Graph Visualisation for TypeDB Data

output 20 0

This tutorial is based on the jupyter notebook in the typedb-graph-utils repository. You can set it up and run it locally.

This is a tutorial to visualise TypeDB data as graphs using the query representation returned by the analyze endpoint, and with query results (when the include_query_structure QueryOption is set).

It uses the TypeDB python driver for interacting with TypeDB, networkx for building the graph, and matplotlib for visualisation. We chose networkx and matplotlib because they’re widely used, but you could use any libraries - TypeDB studio uses sigmajs and graphology.

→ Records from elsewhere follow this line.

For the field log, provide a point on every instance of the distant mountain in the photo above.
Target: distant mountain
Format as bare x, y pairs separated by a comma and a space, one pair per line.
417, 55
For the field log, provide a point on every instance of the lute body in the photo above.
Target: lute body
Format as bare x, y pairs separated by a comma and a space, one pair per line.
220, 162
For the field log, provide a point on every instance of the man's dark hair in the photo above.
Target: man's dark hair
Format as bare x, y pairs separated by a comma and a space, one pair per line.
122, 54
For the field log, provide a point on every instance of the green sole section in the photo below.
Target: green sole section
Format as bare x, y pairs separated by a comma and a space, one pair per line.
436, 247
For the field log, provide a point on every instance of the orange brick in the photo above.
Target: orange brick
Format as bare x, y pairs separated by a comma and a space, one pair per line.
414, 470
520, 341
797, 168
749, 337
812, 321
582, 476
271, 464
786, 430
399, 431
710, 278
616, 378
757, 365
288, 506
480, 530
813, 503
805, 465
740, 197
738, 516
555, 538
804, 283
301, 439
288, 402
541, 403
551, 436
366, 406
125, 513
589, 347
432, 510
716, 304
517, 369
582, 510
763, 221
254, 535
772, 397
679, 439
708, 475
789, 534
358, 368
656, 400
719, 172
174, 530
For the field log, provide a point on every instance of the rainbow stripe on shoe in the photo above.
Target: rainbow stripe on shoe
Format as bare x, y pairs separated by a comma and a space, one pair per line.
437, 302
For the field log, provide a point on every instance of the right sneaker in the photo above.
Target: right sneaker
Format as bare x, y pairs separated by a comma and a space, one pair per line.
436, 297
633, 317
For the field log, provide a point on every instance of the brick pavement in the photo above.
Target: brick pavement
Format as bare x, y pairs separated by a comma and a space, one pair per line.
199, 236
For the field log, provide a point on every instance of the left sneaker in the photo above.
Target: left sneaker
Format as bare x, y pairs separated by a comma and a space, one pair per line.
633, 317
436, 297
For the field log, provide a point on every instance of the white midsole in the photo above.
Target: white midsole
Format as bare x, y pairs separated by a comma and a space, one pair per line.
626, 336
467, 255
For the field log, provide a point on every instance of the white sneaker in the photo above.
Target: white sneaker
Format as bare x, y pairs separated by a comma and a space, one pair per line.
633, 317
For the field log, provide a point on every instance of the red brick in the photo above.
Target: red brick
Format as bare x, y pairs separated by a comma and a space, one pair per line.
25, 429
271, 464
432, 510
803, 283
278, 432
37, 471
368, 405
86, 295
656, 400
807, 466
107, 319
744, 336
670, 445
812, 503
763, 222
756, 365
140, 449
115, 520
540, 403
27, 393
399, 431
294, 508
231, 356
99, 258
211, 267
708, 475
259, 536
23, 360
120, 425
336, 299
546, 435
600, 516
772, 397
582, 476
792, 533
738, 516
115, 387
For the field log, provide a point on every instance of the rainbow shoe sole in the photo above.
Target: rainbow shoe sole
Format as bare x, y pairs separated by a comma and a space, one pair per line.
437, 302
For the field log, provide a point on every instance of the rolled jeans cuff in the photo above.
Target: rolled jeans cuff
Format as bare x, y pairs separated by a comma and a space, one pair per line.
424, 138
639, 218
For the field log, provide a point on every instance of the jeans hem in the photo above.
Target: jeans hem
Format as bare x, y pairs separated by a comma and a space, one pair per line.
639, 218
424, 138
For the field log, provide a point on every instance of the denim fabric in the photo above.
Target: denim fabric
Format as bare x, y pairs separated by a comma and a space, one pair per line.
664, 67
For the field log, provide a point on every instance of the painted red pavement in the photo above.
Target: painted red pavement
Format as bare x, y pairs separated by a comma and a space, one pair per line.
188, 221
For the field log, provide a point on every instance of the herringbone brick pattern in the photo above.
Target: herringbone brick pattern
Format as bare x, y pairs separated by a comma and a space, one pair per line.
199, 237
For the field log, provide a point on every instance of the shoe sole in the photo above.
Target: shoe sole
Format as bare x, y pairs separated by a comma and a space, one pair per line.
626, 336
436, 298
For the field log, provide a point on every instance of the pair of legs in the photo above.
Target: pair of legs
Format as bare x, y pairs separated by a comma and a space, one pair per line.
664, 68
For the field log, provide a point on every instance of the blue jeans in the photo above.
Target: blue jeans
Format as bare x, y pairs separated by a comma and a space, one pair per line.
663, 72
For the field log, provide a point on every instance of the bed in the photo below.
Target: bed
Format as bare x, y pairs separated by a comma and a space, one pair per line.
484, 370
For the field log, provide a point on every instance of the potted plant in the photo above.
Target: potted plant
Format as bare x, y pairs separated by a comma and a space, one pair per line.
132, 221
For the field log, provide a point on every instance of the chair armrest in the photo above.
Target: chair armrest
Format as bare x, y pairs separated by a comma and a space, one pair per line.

At the end, we present the typedb-graph-utils python library, which provides an easy interface to build graphs and other structures from TypeDB query results.

This tutorial requires TypeDB version >= 3.7.0

Dataset

For the following sections, we’ll use this toy dataset.

# schema
define
  attribute name, value string;
  attribute age, value integer;
  entity person, owns name, owns age;

# data
insert
  $john isa person, has name "John", has age 20;
  $jane isa person, has name "Jane", has age 30;

# simple_query
match $x isa person, has name $n;
Code to set up
SCHEMA = """
define
  attribute name, value string;
  attribute age, value integer;
  entity person, owns name, owns age;
"""

DATA = """
insert
  $john isa person, has name "John", has age 20;
  $jane isa person, has name "Jane", has age 30;
"""

SIMPLE_QUERY = """
    match $x isa person, has name $n;
"""

from typedb.driver import TypeDB, Credentials, DriverOptions, TypeDB, QueryOptions, TransactionType

DB_ADDRESS = "127.0.0.1:1729"
DB_CREDENTIALS = Credentials("admin", "password")
DRIVER_OPTIONS = DriverOptions(is_tls_enabled=False)
QUERY_OPTIONS = QueryOptions()
QUERY_OPTIONS.include_query_structure = True
DB_NAME = "typedb-graph-tutorial-py"

def setup(driver, schema, data):
    if DB_NAME in [db.name for db in driver.databases.all()]:
        driver.databases.get(DB_NAME).delete()
    driver.databases.create(DB_NAME)
    with driver.transaction(DB_NAME, TransactionType.SCHEMA) as tx:
        tx.query(schema).resolve()
        tx.commit()
    with driver.transaction(DB_NAME, TransactionType.WRITE) as tx:
        rows = list(tx.query(data).resolve())
        assert 1 == len(rows)
        tx.commit()

driver = TypeDB.driver(DB_ADDRESS, DB_CREDENTIALS, DRIVER_OPTIONS)
setup(driver, SCHEMA, DATA)

Analyze & the query graph

TypeDB allows users to analyze a query to get a type-annotated representation of it. This includes the pipeline structure, and typing information for the variables in each pattern.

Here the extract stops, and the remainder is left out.